The light pitter-pat of freshly worn pointe shoes echoes across one of Haas Pavilion’s dance studios. Without a place to rehearse after the Company closed in 2006, Oakland Ballet’s dancers now pirouette across the marely floors of Mills College in preparation for this winter’s rendition of The Nutcracker. Without Mills’ help, Oakland Ballet might not have dainty snowflakes, heroic toy soldiers and decadent bonbons preparing to perform the classic ballet this December. Instead of giving up the Christmas tradition, Oakland Ballet has decided to partner with the College by providing Mills attendees with opportunities of their own.
“I think there are all sorts of possibilities here,” said Graham Lustig, the new artistic director of the Oakland Ballet. “There’s a lot more dance traffic coming to Mills.”
The growing number of students interested in dance has been rewarded by the Mills College dance department’s addition of an advanced ballet course taught by Amy Seiwert, a professional choreographer recommended by the Oakland Ballet. It was an opportunity Sonya Delwaide, head of the dance department, couldn’t deny her students.
“I thought, why can’t we host them? Why can’t we support them?” Delwaide said.
Since the Company will continue to use Haas to rehearse, students will be able to watch the inner-workings of a professional company. Dance students look forward to getting a first-hand look as well as a professional name attached to the Mills dance department.
“If we had a deeper collaboration with a professional company, it would give us a deeper look into how a company runs, financially, politically,” said Lacey Carter, a second-year graduate student studying choreography and performance.
The collaboration between the Mills dance department and Oakland Ballet has been a long time coming. While this is the first time the two representatives have had a formal partnership, the groups have been helping each other for quite some time.
“Some of the marketing grad students (at Mills) have done research on the Oakland Ballet Company that was critical to the launch of the Oakland Ballet, and to enhance the new website” in the spring, Lustig said. “We’re now talking about how to develop marketing for performances.”
Lustig has taught dance classes at Mills as well, an idea that sparked from Delwaide’s belief that creative collaboration is beneficial to both the ballet company and the Mills department.
“We’re known for a strong modern department, but less known for ballet,” Delwaide said. “I love the way we can have a strong ballet component along with our strong modern.”
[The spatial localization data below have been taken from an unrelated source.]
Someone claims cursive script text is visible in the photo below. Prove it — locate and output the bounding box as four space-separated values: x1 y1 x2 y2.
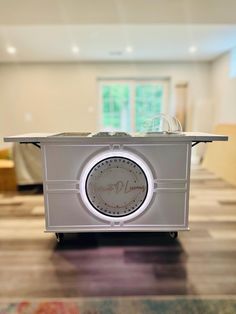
92 180 146 194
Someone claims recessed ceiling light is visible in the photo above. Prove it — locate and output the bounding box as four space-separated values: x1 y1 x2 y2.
6 46 17 55
189 45 197 54
72 45 80 54
126 46 133 53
However, as Seiwert teaches advanced ballet this semester, she advises dancers against meshing two styles together – Seiwert believes meshing can generate conflict – and encourages her dancers to focus solely on ballet in her class.
“The class…is going to make (you) more aware,” Seiwert said.
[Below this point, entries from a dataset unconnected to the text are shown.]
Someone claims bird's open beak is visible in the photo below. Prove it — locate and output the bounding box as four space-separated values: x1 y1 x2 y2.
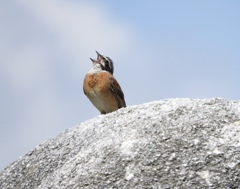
96 51 103 62
90 58 98 63
96 51 101 56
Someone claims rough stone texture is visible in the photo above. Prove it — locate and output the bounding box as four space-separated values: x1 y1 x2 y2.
1 98 240 189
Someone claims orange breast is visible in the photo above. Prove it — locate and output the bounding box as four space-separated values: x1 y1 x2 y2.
83 72 121 114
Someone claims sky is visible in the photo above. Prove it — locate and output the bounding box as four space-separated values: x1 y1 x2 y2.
0 0 239 170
Students in Seiwert’s class agree.
“I think for us at Mills, Sonya is a fantastic dance teacher, but she is the only one – besides Amy and Yukie Fujimoto – to teach ballet technique,” said Abbie Ackerman, a second-year graduate student in the MFA dance program. “Having someone else’s view on technique would help expand ours.”
Carter appreciates Seiwert’s way of delivering critique.
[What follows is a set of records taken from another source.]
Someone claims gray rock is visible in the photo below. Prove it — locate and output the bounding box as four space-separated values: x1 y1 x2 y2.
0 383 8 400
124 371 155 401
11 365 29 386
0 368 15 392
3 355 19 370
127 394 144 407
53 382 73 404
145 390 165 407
“(Seiwert) really knows how to take a ballet class and give it a modern perspective. She has a way of communicating her ideas,” Carter said.
Oakland Ballet intends to make more classes available to Mills students in the future.
“I have offered to give a choreographic workshop,” Lustig said. “I’m also hoping to offer a summer program that would be opened to Mills students.”
Students had the option of auditioning for and performing in Lustig’s “The Nutcracker,” but the intense rehearsal schedule conflicted with their academic demands, according to Delwaide and Lustig.
“I encouraged them to attend auditions for ‘The Nutcracker,’ but given the schedule, many felt they couldn’t fit it,” Lustig said. “Once it’s been on stage, I hope people can see it and will want to participate.”
Currently, the partnership does not require a large commitment from Mills or the Oakland Ballet, but both representatives hope to see their relationship strengthen over time.
“I would love to have them all year around,” Delwaide said. “They could be part of our curriculum – it could really blend.”
However, Delwaide said that setting aside studio space for the whole year is difficult, especially because the Oakland Ballet is still in the process of relaunching thier company, which Delwaide thinks will take two to three years.
“First, they need to see if they can get on their feet,” she said.